When using these mechanisms, management should have protocols in place to handle reported violations consistently, including use of legal counsel, coordination with law enforcement, and timely reporting to senior management and the board, consistent with the SarbanesOxley requirements for reporting fraud.
Management and the board should be cautious about waiving provisions of the code. A waiver can be either a formal board approval obtained in advance or a “de facto, post hoc” approval granted after a violation is reported. The same result occurs – a provision in the code of conduct has been waived in lieu of enforced. In both cases, the waiver should be disclosed to investors. If significant changes are made to the code of conduct, such events should also be disclosed.
The board’s role: Watch the warning signs
Over the long term, the credibility of the organization and the integrity of its people ultimately define its success or failure. The board has three responsibilities with respect to the code. First, determine that the code is consistent with values that most stakeholders will hold in the highest esteem. Second, comply with the code. Third, provide the appropriate oversight to ensure management is operating the business in a manner consistent with the code.
With respect to oversight, directors should keep an eye on key vital signs (see sidebar on cover). If a combination of these and other “red flags” are noted, the board should investigate them to determine whether there are integrity issues requiring attention at the highest levels of the organization.
Ultimately, the best test of the effectiveness of a code of conduct is whether it is practiced. When management’s preferences, value judgments and operating styles are consistent with the highest standards of ethical behavior, the organization is better positioned to sustain a quality reputation that attracts and retains the customers, talent and capital required to grow the business and create enterprise value. In every industry, strong corporate ethics breed positive business results.
Key Questions to Ask
Key questions for board members:
- Are you satisfied that the CEO and management team emulate and practice the company’s code of conduct?
- Does the board oversee management’s communication, monitoring, reinforcement and enforcement of the company’s code of conduct? Does the board have its eye on the warning signs?
- Is there a corporate governance code for the board setting forth its mission, roles and responsibilities, charter, committees, rights of shareholders, and other relevant matters?
- Has the board considered its policies and procedures for evaluating requests by management for waivers of the code of conduct?
- Does the company operate in environments that might increase the exposure to ethical violations and issues, e.g., foreign operations or an industry that is struggling?

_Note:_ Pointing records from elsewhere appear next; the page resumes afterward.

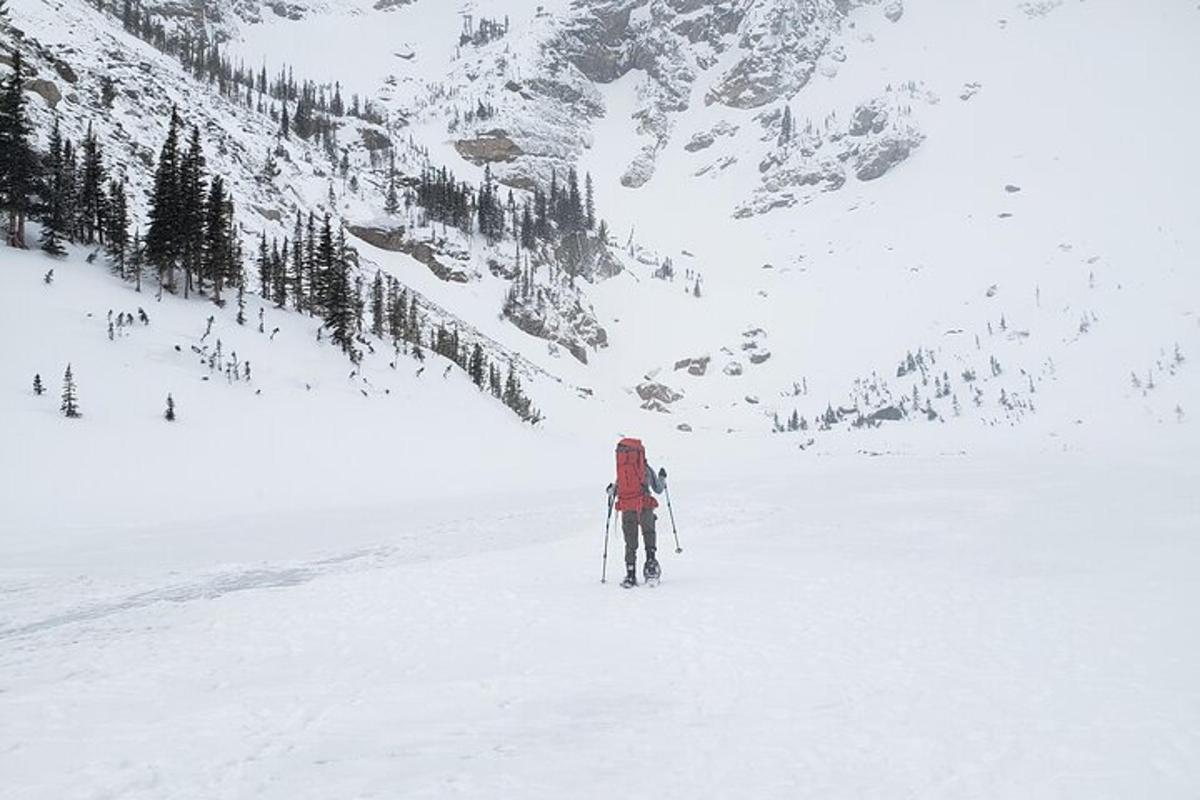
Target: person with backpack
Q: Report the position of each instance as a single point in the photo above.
(635, 481)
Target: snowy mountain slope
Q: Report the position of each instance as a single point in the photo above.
(334, 579)
(978, 100)
(1013, 631)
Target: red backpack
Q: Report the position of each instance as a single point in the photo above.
(631, 489)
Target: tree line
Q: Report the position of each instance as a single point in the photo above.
(192, 242)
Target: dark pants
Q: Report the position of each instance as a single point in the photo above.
(629, 522)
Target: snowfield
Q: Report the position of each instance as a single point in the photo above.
(336, 582)
(844, 626)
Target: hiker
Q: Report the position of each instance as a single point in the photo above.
(635, 481)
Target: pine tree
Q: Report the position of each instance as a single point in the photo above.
(70, 405)
(786, 126)
(270, 167)
(192, 211)
(589, 203)
(217, 247)
(18, 163)
(264, 268)
(91, 202)
(475, 366)
(118, 232)
(340, 302)
(391, 203)
(377, 306)
(54, 224)
(162, 241)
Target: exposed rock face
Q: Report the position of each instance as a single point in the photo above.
(888, 414)
(493, 146)
(394, 240)
(781, 42)
(696, 366)
(877, 157)
(880, 136)
(375, 140)
(655, 391)
(706, 139)
(557, 314)
(46, 89)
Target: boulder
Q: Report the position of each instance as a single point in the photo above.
(491, 148)
(696, 366)
(658, 394)
(881, 156)
(701, 140)
(760, 358)
(393, 240)
(887, 414)
(869, 118)
(47, 89)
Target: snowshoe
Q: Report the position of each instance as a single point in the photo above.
(652, 572)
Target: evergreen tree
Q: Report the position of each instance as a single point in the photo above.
(118, 230)
(475, 366)
(54, 224)
(217, 247)
(391, 203)
(340, 302)
(136, 259)
(70, 405)
(91, 203)
(377, 306)
(192, 211)
(589, 208)
(786, 126)
(270, 167)
(18, 163)
(298, 266)
(162, 241)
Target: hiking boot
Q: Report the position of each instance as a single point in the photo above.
(652, 571)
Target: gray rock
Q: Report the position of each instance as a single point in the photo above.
(375, 140)
(760, 358)
(652, 391)
(869, 118)
(887, 414)
(880, 156)
(701, 140)
(394, 240)
(46, 89)
(493, 146)
(696, 366)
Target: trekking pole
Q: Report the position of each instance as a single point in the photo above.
(607, 521)
(671, 511)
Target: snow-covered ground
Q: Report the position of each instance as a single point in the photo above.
(849, 626)
(375, 582)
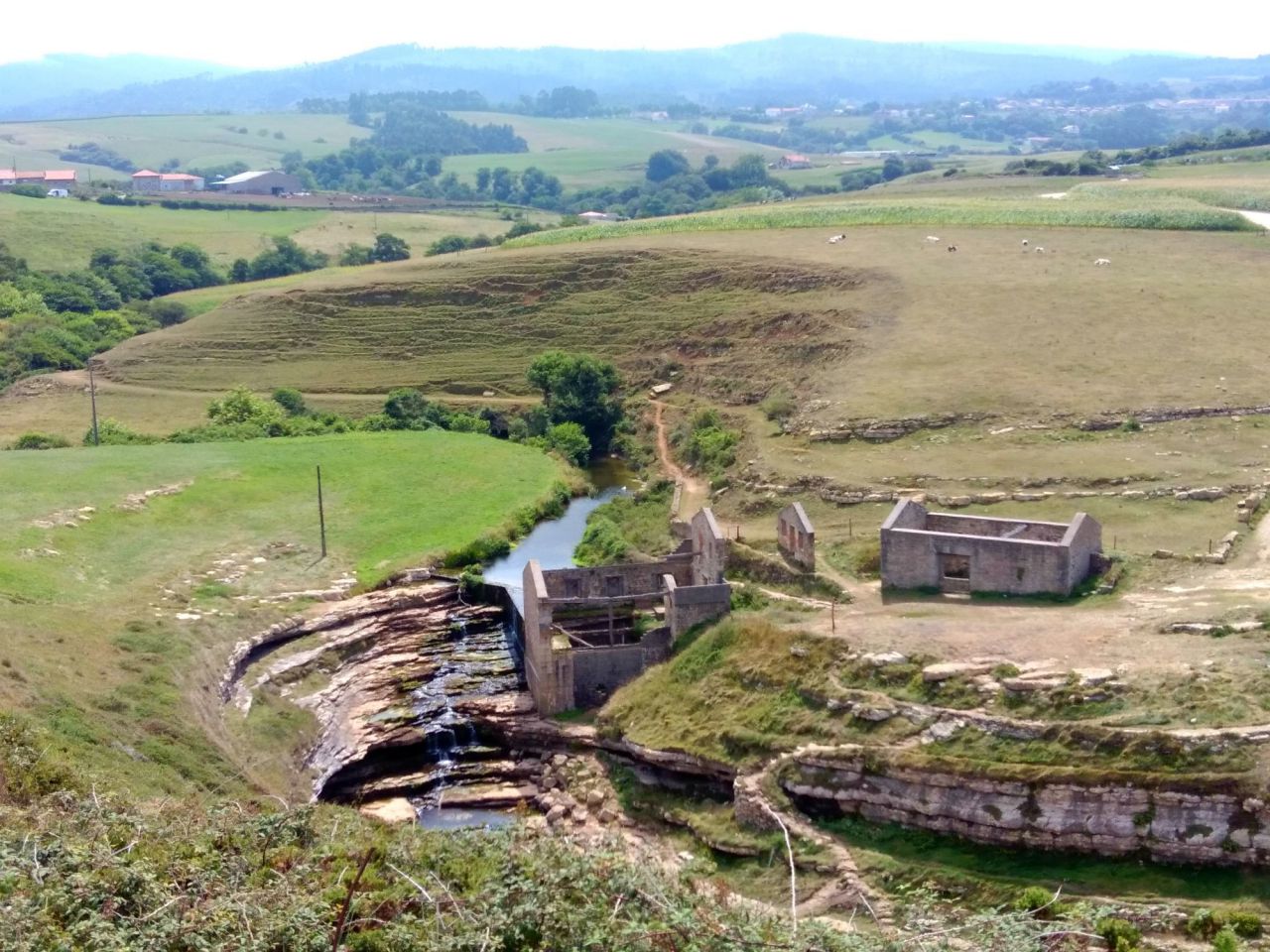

Key questions for management:
- Are you satisfied with the tone at the top? Are the right messages being sent? Do employees see clear evidence that management “walks the talk” with respect to the company’s code of conduct? How do you know?
- Does the company have a written code of conduct? Has it been updated recently? If there is no written code, does management intend to write up a code to address applicable Sarbanes-Oxley and exchange listing requirements?
- If the code has not been updated recently, has management considered the requirements of the proposed rules relating to Section 406 of Sarbanes-Oxley that were recently released by the SEC?
- Is there an effective compliance infrastructure in place to reinforce and enforce the code of conduct as well as ensure satisfactory follow-up on code violations?